Recordações da cadeia de Peniche

José Vitoriano

Quem viveu alguns anos na cadeia do Forte de Peniche na condição de preso político tem certamente um monte de estórias para contar. Estórias que são dolorosas, umas, outras até cómicas, todas elas ligadas ao quotidiano da vida prisional e às muitas lutas que os presos políticos ali levaram a cabo, particularmente nas décadas de 50 e 60.

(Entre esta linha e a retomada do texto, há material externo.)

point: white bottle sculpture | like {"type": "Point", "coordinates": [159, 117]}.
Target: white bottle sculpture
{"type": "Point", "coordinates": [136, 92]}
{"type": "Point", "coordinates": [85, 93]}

Aspectos da vida na prisão

A péssima alimentação fornecida pela cadeia; as limitações e tantas vezes proibições à entrada de certos produtos alimentares que a cadeia não dava e as famílias traziam, como fruta e lacticínios, por exemplo; as frequentes limitações e cortes nas visitas; as discriminações e proibições à entrada de livros de ficção ou de estudo, ou outro material didáctico que contribuísse para a melhoria do nível cultural dos presos (momentos houve em que a um operário não permitiam receber um livro de economia ou de aprendizagem de francês, por exemplo); a censura da cadeia aos jornais autorizados a entrar e que chegavam frequentemente às mãos dos presos todos recortados; as restrições a tudo que pudesse suavizar a vida dos presos e permitir que estes tirassem do tempo obrigatoriamente ali passado a maior utilidade possível para a vida e para a luta que cá fora continuava e de que não tinham desistido, eram o pão nosso de cada dia.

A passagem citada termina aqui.